Edgar Lungu, the incumbent
A lawyer by training, the man who describes himself as an “ordinary Zambian of modest origins” has developed a willingly repressive intransigence towards his opponents during his six years in power.
He narrowly defeated his main opponent Hakainde Hichilema twice (2015 and 2016) after the death in office of his predecessor Michael Sata, for whom he was defence minister.
The Patriotic Front leader entered politics as an obscure parliamentarian for the United Party for National Development (UPND), the party now led by his opponent Hichilema, which he left in 2001.
Tall and slim, with a personable personality, he initially built on the popularity of his charismatic predecessor. And people in the townships of Lusaka remember that he regularly came to have drinks with them before he became president.
In recent years, there have been increasing complaints that he is cracking down on dissent, partly to consolidate his power ahead of Thursday’s election. He allowed Hichilema to be jailed for four months after he challenged the 2016 presidential results and had some independent media outlets shut down.
Married with six children, he suffers from chronic achalasia, a condition caused by a narrowing of the esophagus, which caused him to suffer from vertigo in June, forcing the television to stop broadcasting a military ceremony.
This “simple boy who watched the cattle” is now a wealthy self-made businessman who is trying his luck for the sixth time for the presidency.
“HH,” as he is nicknamed, has lost every regular or early election held in the country since 2006, increasing his percentage of the vote with each attempt. The last time, in 2016, he lost by such a small margin that he contested the results, claiming the vote was stolen from him.
Arrested about 15 times since entering politics, he spent four months in solitary confinement for “treason” after refusing passage to a presidential convoy just after the 2016 election.
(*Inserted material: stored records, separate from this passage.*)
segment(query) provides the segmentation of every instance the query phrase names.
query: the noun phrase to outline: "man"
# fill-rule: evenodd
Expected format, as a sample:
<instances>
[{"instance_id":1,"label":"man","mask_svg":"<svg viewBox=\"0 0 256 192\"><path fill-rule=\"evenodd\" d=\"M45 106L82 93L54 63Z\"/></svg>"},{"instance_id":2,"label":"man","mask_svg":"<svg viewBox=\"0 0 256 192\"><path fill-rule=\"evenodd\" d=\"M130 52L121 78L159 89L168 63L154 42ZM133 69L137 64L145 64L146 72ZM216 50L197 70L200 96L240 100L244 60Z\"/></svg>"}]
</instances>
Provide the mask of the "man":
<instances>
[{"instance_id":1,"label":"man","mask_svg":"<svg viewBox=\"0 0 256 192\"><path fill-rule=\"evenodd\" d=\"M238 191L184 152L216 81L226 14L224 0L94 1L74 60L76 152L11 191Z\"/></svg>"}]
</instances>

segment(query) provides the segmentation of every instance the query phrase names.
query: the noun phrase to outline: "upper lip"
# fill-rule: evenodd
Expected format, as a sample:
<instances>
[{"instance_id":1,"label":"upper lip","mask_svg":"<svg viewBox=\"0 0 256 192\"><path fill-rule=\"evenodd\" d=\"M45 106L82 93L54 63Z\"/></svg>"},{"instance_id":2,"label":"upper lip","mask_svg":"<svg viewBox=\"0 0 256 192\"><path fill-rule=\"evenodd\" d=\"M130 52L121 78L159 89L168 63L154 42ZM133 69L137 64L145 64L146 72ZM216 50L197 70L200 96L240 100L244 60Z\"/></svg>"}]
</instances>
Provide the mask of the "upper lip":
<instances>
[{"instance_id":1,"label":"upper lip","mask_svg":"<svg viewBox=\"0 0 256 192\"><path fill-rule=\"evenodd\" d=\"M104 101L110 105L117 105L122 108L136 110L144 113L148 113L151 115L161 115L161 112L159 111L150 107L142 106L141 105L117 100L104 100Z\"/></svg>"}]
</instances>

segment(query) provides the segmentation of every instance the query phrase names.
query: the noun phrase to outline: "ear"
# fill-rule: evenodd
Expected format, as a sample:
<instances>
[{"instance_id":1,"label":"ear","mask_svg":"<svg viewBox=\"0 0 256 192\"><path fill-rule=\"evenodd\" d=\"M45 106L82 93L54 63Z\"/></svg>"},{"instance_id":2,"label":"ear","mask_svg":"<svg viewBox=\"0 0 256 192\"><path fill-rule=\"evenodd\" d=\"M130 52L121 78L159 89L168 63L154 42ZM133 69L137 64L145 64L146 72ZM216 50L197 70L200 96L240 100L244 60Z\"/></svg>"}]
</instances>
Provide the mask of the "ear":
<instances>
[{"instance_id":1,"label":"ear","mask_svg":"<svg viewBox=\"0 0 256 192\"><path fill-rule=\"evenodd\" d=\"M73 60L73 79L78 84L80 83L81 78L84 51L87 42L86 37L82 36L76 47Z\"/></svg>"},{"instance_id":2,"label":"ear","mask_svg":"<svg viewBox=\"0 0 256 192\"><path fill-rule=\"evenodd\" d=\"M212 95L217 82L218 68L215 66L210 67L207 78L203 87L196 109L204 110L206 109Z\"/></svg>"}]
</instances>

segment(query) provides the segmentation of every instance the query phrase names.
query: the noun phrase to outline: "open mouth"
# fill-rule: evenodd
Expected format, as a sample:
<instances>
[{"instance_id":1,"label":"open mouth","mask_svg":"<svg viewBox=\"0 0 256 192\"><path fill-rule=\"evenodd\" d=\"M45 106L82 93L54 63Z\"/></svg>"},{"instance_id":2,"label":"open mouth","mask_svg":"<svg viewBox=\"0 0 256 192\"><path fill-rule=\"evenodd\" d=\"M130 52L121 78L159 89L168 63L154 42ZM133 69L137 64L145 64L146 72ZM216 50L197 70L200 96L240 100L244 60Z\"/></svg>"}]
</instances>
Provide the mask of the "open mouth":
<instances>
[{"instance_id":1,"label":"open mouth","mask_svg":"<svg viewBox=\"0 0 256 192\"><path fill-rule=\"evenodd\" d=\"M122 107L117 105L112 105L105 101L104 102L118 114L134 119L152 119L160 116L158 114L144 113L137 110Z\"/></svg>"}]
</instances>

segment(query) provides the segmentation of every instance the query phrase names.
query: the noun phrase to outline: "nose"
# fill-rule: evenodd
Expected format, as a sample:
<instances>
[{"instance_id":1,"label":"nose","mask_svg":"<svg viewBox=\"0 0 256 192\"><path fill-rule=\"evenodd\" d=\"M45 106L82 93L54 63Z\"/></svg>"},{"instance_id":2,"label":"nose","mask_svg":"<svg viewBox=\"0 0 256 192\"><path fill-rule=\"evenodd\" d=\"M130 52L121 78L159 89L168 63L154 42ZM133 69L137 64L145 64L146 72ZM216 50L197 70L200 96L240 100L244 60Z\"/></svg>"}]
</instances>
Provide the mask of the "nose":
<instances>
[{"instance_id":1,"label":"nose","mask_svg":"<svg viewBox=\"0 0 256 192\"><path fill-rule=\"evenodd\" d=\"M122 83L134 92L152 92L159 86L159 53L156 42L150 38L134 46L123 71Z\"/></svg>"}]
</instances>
An eloquent speaker and always clean-shaven, Hichilema has campaigned skillfully on social media and worked hard to shed his elitist image, trading his tailored suits for more casual fatigues or jeans.
In an interview with AFP in May, he described himself as “an ordinary citizen, an ordinary African.
Born into a poor family in the south of the country, it was his “grit” and “determination” at school, he says, that earned him a crucial scholarship to the University of Zambia, from which he graduated in economics and business management, before extending his studies in England.
He started in real estate, gradually investing in finance, livestock, health and tourism. “HH” has served on the board of directors of several major Zambian companies.
This political “outsider” from the business world was catapulted to the head of the UPND party after the death of its former leader in 2006.
His campaign slogan is “Faka pressure” or “press for change” in local slang.
A Christian from the Tonga ethnic group, he is married and has three children. A patron of the arts in his spare time, he funds schools and pays school fees for underprivileged children.